Но нет, бандиты крепко держат меня за руки, не отпускают ни на секунду. Все дальше и дальше идем мы вдоль железнодорожной насыпи. Уже и выстрелы от станции доносятся глуше. Ну, думаю, пришел конец: убежать не удастся, а пощады не жди.
Впереди виднелся водосточный желоб метра в полтора — два шириной.
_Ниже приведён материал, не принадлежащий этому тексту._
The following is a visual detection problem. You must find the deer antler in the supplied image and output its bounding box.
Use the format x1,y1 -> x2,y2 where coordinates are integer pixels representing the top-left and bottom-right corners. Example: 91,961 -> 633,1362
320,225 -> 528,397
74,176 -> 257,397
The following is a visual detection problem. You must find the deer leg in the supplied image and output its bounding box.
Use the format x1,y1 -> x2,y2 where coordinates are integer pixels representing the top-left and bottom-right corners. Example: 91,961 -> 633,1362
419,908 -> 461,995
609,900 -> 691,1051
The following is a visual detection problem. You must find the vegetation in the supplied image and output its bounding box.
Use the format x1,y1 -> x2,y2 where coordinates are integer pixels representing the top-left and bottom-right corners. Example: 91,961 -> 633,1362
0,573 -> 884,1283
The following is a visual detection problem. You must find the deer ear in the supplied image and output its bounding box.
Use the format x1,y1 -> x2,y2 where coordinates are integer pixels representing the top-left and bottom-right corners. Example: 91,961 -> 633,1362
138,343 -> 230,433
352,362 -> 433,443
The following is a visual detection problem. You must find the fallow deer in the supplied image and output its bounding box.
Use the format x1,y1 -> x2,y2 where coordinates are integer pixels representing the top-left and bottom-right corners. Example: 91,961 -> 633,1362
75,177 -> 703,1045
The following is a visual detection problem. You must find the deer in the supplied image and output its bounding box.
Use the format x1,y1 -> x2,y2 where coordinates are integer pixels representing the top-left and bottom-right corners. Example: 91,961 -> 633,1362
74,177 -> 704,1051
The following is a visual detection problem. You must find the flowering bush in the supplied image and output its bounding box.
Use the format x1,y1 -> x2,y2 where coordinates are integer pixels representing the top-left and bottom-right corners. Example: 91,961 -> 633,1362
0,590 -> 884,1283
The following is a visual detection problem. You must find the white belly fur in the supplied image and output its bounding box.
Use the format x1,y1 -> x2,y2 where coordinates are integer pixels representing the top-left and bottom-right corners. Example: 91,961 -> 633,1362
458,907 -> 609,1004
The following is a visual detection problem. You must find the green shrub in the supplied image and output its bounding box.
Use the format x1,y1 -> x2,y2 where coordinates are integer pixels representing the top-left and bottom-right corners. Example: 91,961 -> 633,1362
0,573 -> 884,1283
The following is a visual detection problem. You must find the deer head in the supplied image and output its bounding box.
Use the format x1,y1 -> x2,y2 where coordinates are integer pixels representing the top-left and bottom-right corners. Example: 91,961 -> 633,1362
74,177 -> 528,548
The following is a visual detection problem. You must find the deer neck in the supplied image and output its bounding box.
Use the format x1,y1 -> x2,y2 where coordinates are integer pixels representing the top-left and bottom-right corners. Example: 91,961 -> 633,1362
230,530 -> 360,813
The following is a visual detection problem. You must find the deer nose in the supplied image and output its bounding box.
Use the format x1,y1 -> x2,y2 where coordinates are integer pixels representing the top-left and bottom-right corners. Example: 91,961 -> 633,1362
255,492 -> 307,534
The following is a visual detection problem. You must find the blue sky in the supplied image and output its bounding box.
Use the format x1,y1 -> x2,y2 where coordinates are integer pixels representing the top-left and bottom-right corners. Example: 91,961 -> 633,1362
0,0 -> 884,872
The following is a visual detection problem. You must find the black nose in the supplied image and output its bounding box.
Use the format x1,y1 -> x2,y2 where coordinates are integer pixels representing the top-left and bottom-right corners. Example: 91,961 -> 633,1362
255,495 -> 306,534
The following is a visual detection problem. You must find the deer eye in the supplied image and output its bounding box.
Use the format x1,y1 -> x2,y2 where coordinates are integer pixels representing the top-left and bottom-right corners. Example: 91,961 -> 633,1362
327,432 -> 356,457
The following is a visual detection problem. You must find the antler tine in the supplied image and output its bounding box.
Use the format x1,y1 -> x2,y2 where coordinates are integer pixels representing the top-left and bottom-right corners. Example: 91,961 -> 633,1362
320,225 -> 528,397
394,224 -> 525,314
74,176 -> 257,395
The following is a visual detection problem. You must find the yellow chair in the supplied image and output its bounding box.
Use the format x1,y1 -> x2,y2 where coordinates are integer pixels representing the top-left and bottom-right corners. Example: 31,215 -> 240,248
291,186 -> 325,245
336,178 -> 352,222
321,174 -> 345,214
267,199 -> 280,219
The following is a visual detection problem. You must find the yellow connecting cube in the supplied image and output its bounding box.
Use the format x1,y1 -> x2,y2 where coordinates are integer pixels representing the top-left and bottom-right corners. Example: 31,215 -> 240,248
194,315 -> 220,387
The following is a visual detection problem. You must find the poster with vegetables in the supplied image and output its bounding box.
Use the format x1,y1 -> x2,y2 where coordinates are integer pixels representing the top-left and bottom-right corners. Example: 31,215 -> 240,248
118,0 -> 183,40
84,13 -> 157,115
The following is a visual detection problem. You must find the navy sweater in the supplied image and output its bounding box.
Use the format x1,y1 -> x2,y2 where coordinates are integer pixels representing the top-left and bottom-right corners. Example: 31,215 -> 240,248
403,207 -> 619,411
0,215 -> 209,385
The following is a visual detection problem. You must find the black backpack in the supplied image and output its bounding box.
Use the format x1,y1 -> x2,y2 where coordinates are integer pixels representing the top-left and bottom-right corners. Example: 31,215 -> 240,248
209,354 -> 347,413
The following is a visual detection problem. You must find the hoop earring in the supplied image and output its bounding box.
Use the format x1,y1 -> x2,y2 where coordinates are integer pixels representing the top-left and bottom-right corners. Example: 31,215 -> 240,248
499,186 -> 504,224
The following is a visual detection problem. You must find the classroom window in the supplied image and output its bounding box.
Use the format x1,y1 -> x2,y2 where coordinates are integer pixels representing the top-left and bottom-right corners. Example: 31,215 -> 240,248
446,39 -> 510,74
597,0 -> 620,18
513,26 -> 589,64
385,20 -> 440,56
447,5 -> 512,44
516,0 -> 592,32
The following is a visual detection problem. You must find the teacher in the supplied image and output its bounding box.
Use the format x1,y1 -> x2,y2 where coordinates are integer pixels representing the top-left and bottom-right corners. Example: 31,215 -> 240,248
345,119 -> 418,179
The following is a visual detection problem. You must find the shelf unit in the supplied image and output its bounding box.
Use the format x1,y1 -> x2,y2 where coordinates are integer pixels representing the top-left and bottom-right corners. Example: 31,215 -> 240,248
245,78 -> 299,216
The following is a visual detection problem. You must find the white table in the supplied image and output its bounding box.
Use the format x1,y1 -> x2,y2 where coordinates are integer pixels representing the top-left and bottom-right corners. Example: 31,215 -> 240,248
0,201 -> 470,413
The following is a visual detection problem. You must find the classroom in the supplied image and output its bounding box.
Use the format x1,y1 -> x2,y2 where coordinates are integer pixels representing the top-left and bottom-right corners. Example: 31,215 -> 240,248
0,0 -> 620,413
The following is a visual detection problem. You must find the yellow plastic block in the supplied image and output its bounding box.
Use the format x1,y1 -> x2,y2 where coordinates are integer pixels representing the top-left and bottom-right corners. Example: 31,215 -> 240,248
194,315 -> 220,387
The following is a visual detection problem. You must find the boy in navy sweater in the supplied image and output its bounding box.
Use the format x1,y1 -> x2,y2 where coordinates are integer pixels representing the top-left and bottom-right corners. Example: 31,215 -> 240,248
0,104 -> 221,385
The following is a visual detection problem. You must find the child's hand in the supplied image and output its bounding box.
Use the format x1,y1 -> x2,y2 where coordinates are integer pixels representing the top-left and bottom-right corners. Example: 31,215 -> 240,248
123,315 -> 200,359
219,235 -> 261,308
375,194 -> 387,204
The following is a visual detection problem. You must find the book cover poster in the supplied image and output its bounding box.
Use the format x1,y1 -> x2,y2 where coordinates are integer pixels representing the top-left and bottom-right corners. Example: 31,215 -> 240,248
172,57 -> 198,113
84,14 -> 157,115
Бандиты отпустили мне руки, стали сзади и с боков.
— Прыгай! — Один из бандитов ударил меня прикладом по спине. — Тебе говорят, прыгай, сволочь!
Я прыгнул и тут же метнулся в сторону, кубарем скатился в высокую густую полынь и крапиву, что росли вдоль насыпи. В то же мгновение раздались выстрелы. Бандиты с. криком бросились за мной, беспорядочно стреляя. Пули ложились над самой головой, срезали траву. К счастью, уже было темно.
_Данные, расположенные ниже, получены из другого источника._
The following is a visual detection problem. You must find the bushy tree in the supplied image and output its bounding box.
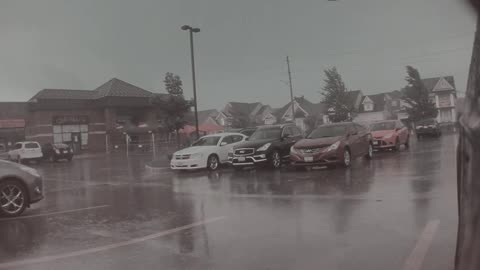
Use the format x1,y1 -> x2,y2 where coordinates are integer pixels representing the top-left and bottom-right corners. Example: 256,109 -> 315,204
321,67 -> 355,122
402,66 -> 438,122
163,72 -> 183,96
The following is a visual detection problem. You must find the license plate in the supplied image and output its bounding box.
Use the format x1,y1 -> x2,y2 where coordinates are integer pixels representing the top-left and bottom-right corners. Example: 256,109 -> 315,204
304,157 -> 313,162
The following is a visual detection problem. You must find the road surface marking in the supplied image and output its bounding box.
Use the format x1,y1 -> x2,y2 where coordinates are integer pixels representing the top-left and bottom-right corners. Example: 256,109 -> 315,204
0,205 -> 110,222
403,219 -> 440,270
0,216 -> 226,269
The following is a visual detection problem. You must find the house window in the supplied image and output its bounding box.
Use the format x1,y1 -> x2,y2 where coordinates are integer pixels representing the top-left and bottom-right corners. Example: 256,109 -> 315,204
363,103 -> 373,112
440,110 -> 452,122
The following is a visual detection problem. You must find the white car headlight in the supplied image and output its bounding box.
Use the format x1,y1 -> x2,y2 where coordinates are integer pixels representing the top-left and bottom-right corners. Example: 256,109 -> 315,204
20,166 -> 40,177
257,143 -> 272,152
323,141 -> 340,152
190,153 -> 203,159
383,132 -> 393,139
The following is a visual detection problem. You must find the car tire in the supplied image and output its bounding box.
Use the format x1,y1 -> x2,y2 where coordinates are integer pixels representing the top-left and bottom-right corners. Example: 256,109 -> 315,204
207,154 -> 220,171
0,179 -> 28,217
270,150 -> 282,169
365,143 -> 373,160
342,148 -> 352,168
233,166 -> 243,172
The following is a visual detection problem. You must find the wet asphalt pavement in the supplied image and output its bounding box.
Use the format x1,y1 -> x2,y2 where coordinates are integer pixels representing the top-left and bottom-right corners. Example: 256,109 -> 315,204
0,135 -> 457,270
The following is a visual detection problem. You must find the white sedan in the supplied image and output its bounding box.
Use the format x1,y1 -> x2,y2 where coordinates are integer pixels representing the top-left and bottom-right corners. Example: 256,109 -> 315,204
170,133 -> 247,171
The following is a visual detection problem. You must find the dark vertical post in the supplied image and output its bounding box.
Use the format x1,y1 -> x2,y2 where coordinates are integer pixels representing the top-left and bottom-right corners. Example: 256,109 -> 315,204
287,56 -> 295,123
189,29 -> 200,139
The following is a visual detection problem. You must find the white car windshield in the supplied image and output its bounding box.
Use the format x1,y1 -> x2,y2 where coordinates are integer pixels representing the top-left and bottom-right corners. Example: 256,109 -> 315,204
192,136 -> 220,146
370,122 -> 395,131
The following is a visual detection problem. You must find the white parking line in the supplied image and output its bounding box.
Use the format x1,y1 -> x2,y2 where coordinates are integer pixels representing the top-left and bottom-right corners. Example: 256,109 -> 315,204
0,205 -> 110,222
403,220 -> 440,270
0,216 -> 226,269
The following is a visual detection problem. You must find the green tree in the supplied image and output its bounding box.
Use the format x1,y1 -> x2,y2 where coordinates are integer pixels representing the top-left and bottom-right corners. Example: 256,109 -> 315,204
402,66 -> 438,122
231,111 -> 252,128
163,72 -> 183,96
152,72 -> 193,144
321,67 -> 355,122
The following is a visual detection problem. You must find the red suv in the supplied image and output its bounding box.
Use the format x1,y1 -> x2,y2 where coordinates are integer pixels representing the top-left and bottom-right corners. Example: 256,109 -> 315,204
370,120 -> 410,151
290,122 -> 373,167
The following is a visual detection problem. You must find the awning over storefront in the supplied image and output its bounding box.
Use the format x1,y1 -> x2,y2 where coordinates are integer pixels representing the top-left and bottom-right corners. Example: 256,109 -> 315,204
0,119 -> 25,128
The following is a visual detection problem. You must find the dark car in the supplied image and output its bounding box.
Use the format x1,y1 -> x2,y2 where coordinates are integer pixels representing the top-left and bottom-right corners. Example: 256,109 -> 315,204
290,122 -> 373,167
239,127 -> 257,137
230,124 -> 303,169
0,160 -> 43,217
415,119 -> 442,139
42,143 -> 73,162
Сделав несколько прыжков, я пополз на четвереньках. Но, заслышав шаги, прижался к земле, боясь пошевелиться.
Вот, подминая траву, все ближе и ближе ко мне приближаются шаги.
Над самым ухом голос:
— Куда поперли? Он здесь заховался. Издалека доносятся другие голоса:
— Будет он тебя здесь дожидаться!
— Он такого стрекача задал, что, поди, версту отмахал.
— А ну его к бису!
— Пошарим еще трошки, хлопцы!
Крапива нестерпимо жжет лицо, голую грудь и руки, но я лежу, не шевелясь.
— И где он, гадюка, притаился? — слышу я шагах в четырех от меня, не более.
Подумалось: теперь уж все. Схватят… Будут зверски избивать, злобствуя, что чуть не упустили.
— Да ну его к бису! — снова слышу я, но уже голос отдаляется. Выстрелы раздаются все реже и реже, потом совсем прекратились. Голоса стали слышны уже издалека. Тогда я пополз дальше. Выпрямиться во весь рост я не решался, тем более что вышла луна и стало довольно светло. Метров двести прополз, потом решил все же встать. Как только выпрямился, увидел водонапорную башню. И в тот же момент кто-то метнулся в сторону, прижался к стене…
Неужели опять бандиты?
Однако, кроме прижавшегося к водонапорной башне человека, никого не было видно.
Я подошел ближе. Заметив, что его обнаружили, человек попятился. Вижу — солдат. Кто он: свой или чужой? По виду определить трудно. Хотя была ночь, но я разглядел старую шинель, помятую фуражку, на ней ни кокарды, ни красноармейской звезды. Руки свободные, ни винтовки, ни нагана.
Я подхожу к нему и тихо спрашиваю:
— Ты кто?
Он отвечает так же тихо:
— Свой.
— Красный или белый?
— Свой, — опять повторяет солдат и оглядывается по сторонам.
— Какой части?
— Свой!
— Да что ты заладил одно и то же: «свой» да «свой», — разозлился я. — С белыми ты или с красными? Или, может быть, с зелеными?
— Я свой, — жалобно шепчет солдат.
— Тьфу ты, черт! — выругался я про себя. От этого вояки, видно, толку не добьешься.